2017 July | Alberto Mantovani, Federica Marchesi, Alberto Malesci, Luigi Laghi, and Paola Allavena
Tumor-associated macrophages (TAMs) play a critical role in tumor progression by promoting genetic instability, nurturing cancer stem cells, facilitating metastasis, and suppressing adaptive immunity. They can have a dual effect on cancer therapies, either hindering antitumor activity by promoting tissue repair or enhancing it through antitumor functions. TAMs express checkpoint molecules like PD-L1, making them targets for immunotherapy. Therapeutic strategies targeting TAMs include blocking their recruitment and survival, reeducating them to an antitumor M1-like state, and using monoclonal antibodies to kill cancer cells. TAMs can also be used to tailor therapies and complement chemotherapy and immunotherapy.
TAMs originate from blood monocytes and tissue-resident macrophages, with their function influenced by factors like hypoxia and cytokines. They contribute to tumor progression by promoting angiogenesis, tissue remodeling, and immunosuppression. TAMs can be prognostic biomarkers, with high infiltration associated with worse outcomes in some cancers but better outcomes in others, depending on the context and treatment. TAMs can also predict response to chemotherapy and immunotherapy.
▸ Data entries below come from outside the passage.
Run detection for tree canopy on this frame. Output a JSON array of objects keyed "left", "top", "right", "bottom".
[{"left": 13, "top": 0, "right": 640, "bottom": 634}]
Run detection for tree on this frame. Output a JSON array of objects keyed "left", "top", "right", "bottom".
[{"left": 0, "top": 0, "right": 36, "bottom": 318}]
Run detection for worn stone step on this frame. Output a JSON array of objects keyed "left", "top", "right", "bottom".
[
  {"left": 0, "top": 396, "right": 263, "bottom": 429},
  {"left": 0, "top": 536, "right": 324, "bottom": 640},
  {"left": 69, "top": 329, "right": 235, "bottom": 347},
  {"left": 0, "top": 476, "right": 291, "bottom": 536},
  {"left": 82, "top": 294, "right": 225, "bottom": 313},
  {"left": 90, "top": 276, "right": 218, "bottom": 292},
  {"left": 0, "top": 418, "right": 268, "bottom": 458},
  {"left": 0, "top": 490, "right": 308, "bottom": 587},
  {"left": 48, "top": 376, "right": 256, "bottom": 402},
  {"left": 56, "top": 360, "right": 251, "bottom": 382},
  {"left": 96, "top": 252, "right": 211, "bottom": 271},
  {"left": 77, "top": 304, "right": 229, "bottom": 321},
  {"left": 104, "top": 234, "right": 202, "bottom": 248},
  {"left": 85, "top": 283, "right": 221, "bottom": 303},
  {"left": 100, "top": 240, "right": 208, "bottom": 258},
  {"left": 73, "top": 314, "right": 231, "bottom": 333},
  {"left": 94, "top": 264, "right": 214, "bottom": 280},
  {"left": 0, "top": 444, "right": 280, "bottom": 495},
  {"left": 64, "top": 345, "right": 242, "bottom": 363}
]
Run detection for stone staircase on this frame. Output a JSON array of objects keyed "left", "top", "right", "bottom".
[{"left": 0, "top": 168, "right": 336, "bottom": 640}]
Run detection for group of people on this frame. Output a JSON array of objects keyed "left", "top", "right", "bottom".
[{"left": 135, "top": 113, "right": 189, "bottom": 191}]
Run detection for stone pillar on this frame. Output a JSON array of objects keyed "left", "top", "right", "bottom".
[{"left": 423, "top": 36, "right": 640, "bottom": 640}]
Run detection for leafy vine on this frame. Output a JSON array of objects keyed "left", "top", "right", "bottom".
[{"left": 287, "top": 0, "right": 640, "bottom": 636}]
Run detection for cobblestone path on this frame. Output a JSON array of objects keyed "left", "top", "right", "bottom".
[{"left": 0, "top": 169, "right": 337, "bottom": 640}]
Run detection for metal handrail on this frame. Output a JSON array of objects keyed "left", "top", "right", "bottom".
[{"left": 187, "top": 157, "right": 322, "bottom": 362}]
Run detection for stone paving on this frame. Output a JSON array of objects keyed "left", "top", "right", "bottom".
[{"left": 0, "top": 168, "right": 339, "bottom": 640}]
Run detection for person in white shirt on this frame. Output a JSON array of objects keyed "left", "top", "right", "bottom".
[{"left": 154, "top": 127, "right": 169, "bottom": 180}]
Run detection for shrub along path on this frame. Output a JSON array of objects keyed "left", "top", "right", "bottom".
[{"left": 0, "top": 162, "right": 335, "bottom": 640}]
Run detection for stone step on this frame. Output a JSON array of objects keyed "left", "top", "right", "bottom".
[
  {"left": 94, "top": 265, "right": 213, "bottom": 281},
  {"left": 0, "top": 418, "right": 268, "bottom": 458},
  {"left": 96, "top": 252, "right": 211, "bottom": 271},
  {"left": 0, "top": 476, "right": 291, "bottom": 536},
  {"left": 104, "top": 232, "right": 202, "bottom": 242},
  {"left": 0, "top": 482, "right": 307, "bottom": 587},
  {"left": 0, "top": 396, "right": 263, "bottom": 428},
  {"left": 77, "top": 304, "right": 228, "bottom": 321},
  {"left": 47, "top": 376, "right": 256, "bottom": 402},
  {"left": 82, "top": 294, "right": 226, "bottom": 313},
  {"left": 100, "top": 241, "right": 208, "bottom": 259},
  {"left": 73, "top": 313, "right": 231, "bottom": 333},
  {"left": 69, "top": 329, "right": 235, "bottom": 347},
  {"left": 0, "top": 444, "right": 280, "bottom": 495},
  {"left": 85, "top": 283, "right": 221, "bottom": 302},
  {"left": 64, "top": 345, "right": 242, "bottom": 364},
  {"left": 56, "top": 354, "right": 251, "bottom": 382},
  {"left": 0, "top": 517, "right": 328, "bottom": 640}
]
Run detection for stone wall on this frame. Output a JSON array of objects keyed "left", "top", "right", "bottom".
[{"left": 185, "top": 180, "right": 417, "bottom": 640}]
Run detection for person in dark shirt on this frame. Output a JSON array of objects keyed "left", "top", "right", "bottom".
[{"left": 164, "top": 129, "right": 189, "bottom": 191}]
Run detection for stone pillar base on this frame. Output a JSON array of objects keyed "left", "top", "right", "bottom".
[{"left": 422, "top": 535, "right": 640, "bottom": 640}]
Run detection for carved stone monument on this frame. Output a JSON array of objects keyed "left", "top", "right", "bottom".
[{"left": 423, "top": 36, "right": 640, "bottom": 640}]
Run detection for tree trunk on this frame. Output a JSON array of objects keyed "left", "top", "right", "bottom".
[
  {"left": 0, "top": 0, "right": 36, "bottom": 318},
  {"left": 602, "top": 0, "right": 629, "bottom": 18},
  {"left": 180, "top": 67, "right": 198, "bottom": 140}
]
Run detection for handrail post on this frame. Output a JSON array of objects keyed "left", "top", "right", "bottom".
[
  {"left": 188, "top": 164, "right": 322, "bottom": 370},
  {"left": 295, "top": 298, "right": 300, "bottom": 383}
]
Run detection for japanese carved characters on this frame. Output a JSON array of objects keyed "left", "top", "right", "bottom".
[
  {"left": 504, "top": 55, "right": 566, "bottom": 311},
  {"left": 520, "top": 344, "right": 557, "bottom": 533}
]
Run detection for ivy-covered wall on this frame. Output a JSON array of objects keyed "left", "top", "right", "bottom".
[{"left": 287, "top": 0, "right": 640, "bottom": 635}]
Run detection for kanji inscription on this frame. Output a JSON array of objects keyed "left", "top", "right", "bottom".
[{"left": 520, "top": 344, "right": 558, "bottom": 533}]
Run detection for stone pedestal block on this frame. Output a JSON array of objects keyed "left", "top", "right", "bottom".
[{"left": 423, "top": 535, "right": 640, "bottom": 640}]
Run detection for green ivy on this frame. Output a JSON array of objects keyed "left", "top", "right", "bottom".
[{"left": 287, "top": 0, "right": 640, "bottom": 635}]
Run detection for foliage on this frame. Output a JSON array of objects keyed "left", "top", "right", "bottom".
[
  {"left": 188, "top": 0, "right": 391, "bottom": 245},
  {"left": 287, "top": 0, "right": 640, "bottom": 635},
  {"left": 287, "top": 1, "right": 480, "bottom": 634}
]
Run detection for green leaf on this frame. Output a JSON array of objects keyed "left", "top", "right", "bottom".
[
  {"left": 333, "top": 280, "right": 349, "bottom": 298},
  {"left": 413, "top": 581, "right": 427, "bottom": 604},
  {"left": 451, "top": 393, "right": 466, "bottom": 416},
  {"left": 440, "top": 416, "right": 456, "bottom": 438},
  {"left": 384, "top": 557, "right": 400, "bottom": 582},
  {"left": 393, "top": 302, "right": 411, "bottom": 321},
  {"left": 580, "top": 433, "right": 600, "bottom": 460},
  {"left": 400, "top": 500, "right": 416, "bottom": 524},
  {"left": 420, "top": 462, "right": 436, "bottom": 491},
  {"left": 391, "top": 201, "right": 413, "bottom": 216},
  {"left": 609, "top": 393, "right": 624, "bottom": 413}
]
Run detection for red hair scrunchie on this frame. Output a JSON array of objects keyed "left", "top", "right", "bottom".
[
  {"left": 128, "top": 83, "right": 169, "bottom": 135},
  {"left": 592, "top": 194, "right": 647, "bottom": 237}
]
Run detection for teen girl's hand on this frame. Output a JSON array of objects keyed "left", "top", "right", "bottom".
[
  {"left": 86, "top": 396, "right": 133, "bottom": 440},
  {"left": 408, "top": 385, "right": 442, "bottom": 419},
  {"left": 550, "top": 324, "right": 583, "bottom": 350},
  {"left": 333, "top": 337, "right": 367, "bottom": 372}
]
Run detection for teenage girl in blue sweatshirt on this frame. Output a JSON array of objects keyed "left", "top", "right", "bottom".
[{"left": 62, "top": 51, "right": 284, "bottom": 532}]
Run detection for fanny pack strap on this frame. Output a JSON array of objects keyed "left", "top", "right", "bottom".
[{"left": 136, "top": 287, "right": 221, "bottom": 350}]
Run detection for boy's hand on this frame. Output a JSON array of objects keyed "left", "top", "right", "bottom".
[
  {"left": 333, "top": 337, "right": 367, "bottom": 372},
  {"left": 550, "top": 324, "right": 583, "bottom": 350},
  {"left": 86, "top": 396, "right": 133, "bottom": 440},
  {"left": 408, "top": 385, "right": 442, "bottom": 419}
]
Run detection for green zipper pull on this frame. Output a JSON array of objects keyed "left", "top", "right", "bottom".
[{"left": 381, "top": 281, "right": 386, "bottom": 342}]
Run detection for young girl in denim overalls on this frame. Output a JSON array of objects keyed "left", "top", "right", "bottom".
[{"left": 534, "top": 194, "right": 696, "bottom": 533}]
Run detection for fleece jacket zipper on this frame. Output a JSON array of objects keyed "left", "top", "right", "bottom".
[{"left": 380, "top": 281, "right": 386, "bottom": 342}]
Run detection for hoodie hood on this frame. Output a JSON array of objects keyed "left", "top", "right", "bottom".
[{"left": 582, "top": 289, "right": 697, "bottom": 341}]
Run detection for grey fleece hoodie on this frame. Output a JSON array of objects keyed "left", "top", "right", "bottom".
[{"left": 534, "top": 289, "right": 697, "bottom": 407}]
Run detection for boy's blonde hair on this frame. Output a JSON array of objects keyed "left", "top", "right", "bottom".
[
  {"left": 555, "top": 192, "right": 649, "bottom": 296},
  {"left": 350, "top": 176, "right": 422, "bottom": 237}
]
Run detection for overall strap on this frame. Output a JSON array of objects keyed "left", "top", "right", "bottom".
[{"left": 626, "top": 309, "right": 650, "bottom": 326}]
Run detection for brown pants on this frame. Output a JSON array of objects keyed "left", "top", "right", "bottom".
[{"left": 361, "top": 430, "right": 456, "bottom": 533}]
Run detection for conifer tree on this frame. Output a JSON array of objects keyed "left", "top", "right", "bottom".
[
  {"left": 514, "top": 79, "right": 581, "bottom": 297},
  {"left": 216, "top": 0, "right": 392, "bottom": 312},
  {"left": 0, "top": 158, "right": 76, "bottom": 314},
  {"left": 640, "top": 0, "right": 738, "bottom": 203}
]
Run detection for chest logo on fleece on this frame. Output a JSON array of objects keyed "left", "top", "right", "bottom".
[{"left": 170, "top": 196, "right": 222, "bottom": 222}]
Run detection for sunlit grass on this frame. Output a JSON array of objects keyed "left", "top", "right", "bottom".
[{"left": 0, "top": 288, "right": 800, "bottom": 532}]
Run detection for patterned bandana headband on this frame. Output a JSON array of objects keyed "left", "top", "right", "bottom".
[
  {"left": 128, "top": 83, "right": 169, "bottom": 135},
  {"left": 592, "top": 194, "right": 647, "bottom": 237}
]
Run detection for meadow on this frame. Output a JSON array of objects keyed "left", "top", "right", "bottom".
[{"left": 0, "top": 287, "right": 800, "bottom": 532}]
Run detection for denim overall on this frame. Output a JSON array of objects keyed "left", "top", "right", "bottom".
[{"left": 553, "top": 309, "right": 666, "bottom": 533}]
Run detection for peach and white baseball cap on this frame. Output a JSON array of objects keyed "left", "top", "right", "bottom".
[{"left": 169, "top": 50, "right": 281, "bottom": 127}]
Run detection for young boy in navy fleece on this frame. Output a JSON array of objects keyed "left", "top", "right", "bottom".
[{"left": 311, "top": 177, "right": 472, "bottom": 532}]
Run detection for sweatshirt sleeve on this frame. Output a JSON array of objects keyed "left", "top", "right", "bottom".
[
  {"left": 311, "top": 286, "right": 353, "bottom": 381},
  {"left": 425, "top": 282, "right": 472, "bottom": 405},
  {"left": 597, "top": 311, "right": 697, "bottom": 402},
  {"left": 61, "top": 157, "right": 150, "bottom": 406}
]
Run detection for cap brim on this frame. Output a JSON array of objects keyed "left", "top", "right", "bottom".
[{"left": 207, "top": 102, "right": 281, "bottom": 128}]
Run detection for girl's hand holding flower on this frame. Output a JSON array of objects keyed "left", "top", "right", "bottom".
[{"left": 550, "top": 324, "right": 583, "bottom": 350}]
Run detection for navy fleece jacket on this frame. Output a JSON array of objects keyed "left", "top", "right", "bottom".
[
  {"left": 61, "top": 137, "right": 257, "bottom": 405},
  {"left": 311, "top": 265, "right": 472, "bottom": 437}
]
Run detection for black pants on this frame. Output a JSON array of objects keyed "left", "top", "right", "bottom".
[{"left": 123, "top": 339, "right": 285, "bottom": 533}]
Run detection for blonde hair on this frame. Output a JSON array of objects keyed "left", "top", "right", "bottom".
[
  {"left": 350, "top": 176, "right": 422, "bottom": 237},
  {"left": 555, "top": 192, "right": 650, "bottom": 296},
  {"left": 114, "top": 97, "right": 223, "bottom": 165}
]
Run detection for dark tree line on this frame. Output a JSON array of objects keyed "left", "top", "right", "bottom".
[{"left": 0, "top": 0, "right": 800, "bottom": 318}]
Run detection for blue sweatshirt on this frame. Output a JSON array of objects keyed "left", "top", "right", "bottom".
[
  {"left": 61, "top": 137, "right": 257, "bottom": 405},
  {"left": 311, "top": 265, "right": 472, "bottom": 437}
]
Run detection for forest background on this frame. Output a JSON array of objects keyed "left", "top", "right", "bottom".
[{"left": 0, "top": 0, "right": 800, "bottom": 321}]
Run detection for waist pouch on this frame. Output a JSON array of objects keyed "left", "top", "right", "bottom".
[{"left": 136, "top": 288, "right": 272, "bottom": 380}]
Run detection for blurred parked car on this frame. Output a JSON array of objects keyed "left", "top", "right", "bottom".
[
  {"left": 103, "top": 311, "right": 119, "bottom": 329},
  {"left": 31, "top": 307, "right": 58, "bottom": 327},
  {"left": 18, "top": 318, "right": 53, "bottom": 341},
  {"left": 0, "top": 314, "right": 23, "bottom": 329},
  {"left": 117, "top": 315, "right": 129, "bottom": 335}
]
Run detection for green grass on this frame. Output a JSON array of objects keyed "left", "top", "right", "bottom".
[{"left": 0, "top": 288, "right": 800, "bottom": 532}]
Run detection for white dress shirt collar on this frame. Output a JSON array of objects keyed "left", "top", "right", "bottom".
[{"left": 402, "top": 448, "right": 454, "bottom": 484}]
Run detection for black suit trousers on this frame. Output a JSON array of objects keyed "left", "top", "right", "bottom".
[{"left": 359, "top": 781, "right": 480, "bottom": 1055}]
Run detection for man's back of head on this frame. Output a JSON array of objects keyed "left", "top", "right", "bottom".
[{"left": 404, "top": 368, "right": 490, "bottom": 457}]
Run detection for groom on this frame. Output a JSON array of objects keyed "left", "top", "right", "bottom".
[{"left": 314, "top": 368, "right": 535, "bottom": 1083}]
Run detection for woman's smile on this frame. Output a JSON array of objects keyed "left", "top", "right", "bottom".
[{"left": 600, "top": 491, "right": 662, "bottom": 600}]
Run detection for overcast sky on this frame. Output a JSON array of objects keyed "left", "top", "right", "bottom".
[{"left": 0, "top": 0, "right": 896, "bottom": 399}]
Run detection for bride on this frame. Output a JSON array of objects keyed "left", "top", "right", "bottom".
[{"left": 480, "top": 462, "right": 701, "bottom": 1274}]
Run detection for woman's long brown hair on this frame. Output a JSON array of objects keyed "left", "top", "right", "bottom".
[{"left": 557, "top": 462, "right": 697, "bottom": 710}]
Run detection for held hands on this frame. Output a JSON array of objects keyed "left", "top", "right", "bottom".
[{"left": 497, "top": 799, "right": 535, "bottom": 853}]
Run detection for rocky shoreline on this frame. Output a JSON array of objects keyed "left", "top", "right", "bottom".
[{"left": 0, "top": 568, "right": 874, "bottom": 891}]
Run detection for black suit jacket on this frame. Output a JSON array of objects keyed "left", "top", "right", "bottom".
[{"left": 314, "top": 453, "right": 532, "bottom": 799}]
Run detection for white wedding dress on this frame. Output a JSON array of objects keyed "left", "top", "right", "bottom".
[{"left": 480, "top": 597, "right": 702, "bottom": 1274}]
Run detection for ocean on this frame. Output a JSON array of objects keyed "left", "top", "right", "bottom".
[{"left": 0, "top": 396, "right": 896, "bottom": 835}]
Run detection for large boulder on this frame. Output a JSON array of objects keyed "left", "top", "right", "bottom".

Chemotherapy and radiotherapy can be influenced by TAMs, with TAMs either enhancing or reducing the effectiveness of these treatments. TAMs can also affect the response to checkpoint inhibitors by expressing checkpoint molecules. Anti-angiogenic therapies targeting VEGF and angiopoietin-2 can be complemented by TAM-targeting strategies. TAMs can be targeted through inhibitors of CSF-1R, which reduces TAM infiltration and improves treatment outcomes.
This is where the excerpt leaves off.